Colorado State Public Health Laboratory announced Tuesday that it has detected three cases of the B.1.351 variant in Colorado. This variant was first identified in South Africa. This is the first detection of B.1.351 in Colorado, but to date 68 cases have been identified across 17 jurisdictions in the U.S.
The Colorado cases — two among staff and one person who is incarcerated — are at the Colorado Department of Corrections Buena Vista Correctional Complex (BVCC).
The lab said the samples were chosen at random for sequencing as part of ongoing variant surveillance analysis.
“The Colorado Department of Public Health and Environment Laboratory will sequence all positive specimens from this facility to look for variants,” a March 7 press release read. “All exposed persons at BVCC will be required to complete a 14-day quarantine. CDPHE is actively investigating an outbreak at this facility.”
In late December, state health officials confirmed two cases of the B.1.1.7 COVID variant, which was first detected in the U.K.
Experts Still Urge Caution
Experts from Dr. Anthony Fauci to local public health director Kim Gonzales expressed optimism that, as vaccination continues to ramp up, the pandemic’s end may be in sight. But vaccination is a foot race against a virus that is mutating into more virulent strains, with a populace fatigued by 365 days of personal deprivation and crippling economic crisis; wary of the new vaccines; and yearning to re-enter the world mask-less, to resume some semblance of normal human interaction.
Their message: Just hold on a bit longer.
“The Colorado Department of Public Health and Environment has not given us any additional guidelines on fully vaccinated folks yet,” Gonzales said Tuesday. “I know CDC has been putting out new guidance but we have not changed anything yet. If a person is 14 days past their second dose of vaccine and not showing symptoms they do not have to quarantine. That is a win!!”

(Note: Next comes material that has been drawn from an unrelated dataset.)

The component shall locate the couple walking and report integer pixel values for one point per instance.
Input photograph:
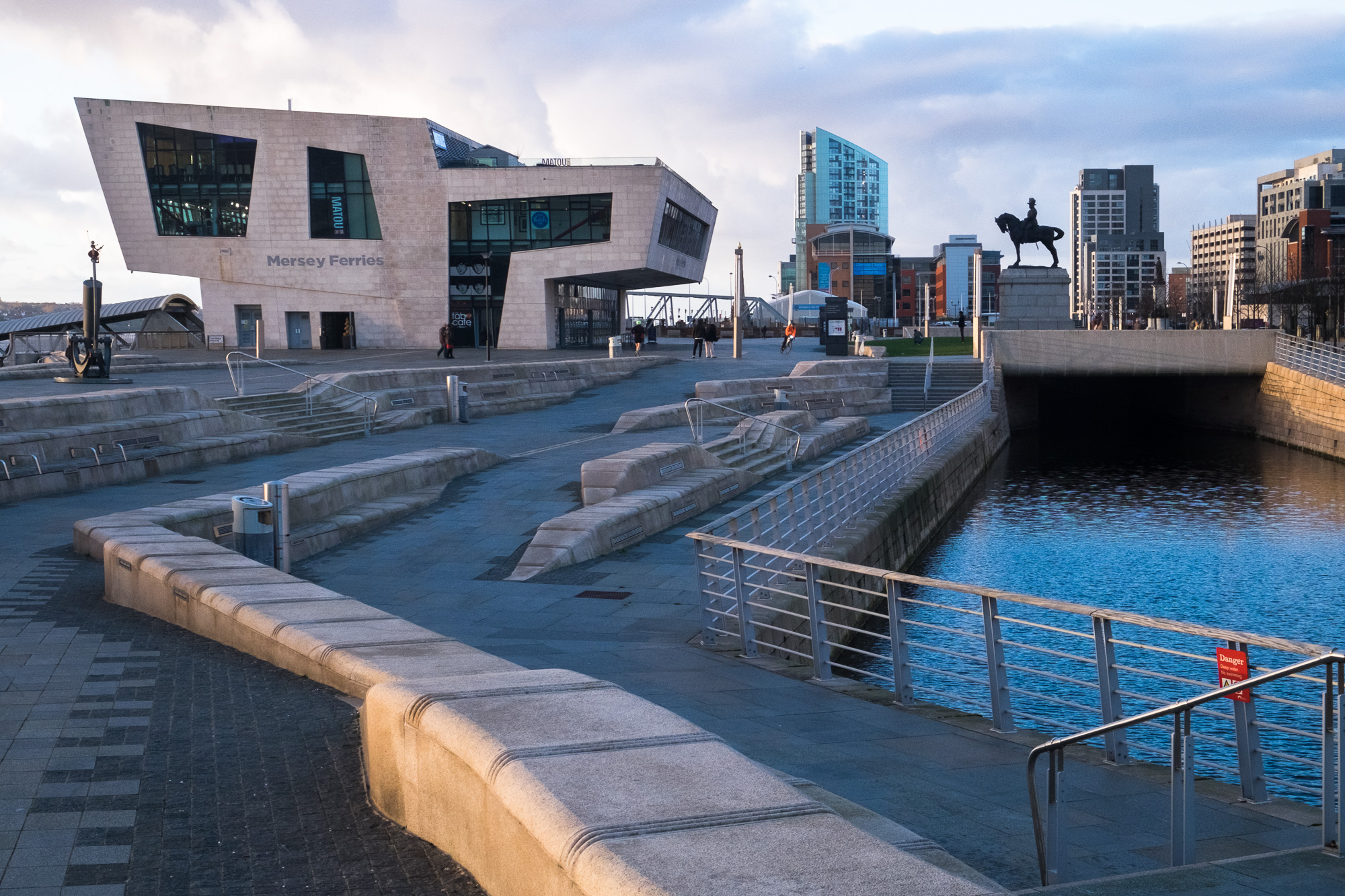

“But we are extremely concerned with the amount of visitors that will be coming into Colorado this month,” she said. “This could impact all of the hard work we have done in keeping COVID cases down. Coloradans need to still need to wear a mask, social distance and use good hand hygiene. We also need to get our residents vaccinated.”
“Colorado still needs to follow CDPHE Public Health Orders, as well as the Governors Executive Orders,” she said. “Therefore, we can never be less strict, we can only be more strict.”